Jeunesse en transition, un cap difficile

Une étude dresse l’état de la pauvreté des jeunes à Bruxelles.

13-09-2013 Alter Échos n° 365

Le cahier thématique du Rapport bruxellois sur l’état de la pauvreté 2012 réalisé par l’Observatoire de la santé et du social s’attaque à une vaste thématique : les jeunes adultes en situation de précarité.

« Jeunes en transition, adultes en devenir ». Le ton est donné avec l’intitulé de cette étude qui ne laisse rien au hasard, donnant la parole à tous les travailleurs de terrain comme aux jeunes. Logement, chômage, isolement, formation, prison… Autant de sujets de réflexion abordés en profondeur. Annette Perdaens, directrice administrative dudit Observatoire, fait le point : « Ces rapports sur l’état de la pauvreté existent depuis 1991 et ont évolué au fil du temps. Le but étant bien sûr d’arriver à une amélioration des politiques sociales grâce à nos réunions avec les gouvernements bruxellois et les ministres se tenant tous les mois.
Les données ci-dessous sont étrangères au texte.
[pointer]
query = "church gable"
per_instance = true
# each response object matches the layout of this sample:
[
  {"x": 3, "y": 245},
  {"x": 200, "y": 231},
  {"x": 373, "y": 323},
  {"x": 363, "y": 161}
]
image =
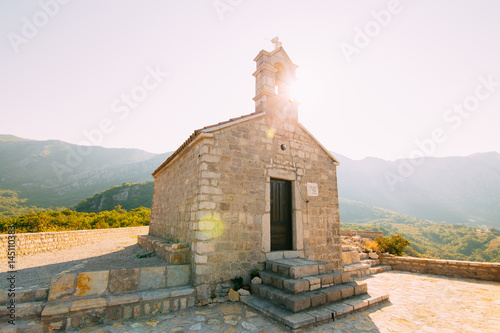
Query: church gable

Notre dernier cahier thématique comprend donc de multiples statistiques sur les jeunes dans tous les domaines, une partie à laquelle ont participé nos services, une partie de recherches réalisées par SOS Jeunes et Abaka sur les jeunes en errance, pour terminer sur l’avis des différentes associations quant aux politiques à mener. »

Ce qui frappe, de prime abord, c’est l’immense diversité des problèmes auxquels les jeunes sont confrontés. « De nombreux dispositifs d’aide existent en Belgique, explique Anne Perdaens, mais cette population affronte des moments-clés de fracture. De 18 ans moins un jour à 18 ans plus un jour, on se trouve devant un manque de passerelles, de relais pour assurer la continuité d’un suivi. Les jeunes défavorisés sont les plus fragiles, car notre système de protection est plutôt pensé à partir de la classe moyenne. Ces jeunes, bénéficiant de moins de réseaux et de moins d’aide de la part de leur entourage, n’ont pas les outils, en termes de formation, de langage ou simplement de débrouillardise, pour s’en sortir. Nous touchons là l’un des points essentiels de ce rapport : il faut absolument travailler sur les passerelles à établir entre les différents services d’aide aux jeunes et, par conséquent, interpeller les politiques. Quand nous avons proposé ce thème, on nous a répondu que l’aide à la jeunesse relevait des compétences des communautés. Et bien non, il s’agit de jeunes adultes, qui relèvent donc de leurs compétences. »

Sentiment de solitude

Autre point probant de l’étude, la solitude de ces jeunes. « Cet isolement se trouve accentué par le quartier. Sortir d’un quartier défavorisé est une démarche compliquée à faire. Les jeunes accomplissent énormément de démarches, mais n’ont souvent pas les bons outils pour s’orienter sur un nouveau chemin. Ils ont d’ailleurs beaucoup de mal à exprimer leurs difficultés. Méfiants face à l’institutionnel, ils se demandent comment sera utilisée leur parole. Ils se sentent lâchés, tout simplement. Un jeune plus favorisé est accompagné par sa famille bien après ses 18 ans, il a le temps de se réaliser, de faire des études, et des erreurs… Un jeune défavorisé n’a pas cette possibilité. On lui demande de devenir adulte très vite, mais sans posséder toutes les clés pour le devenir. »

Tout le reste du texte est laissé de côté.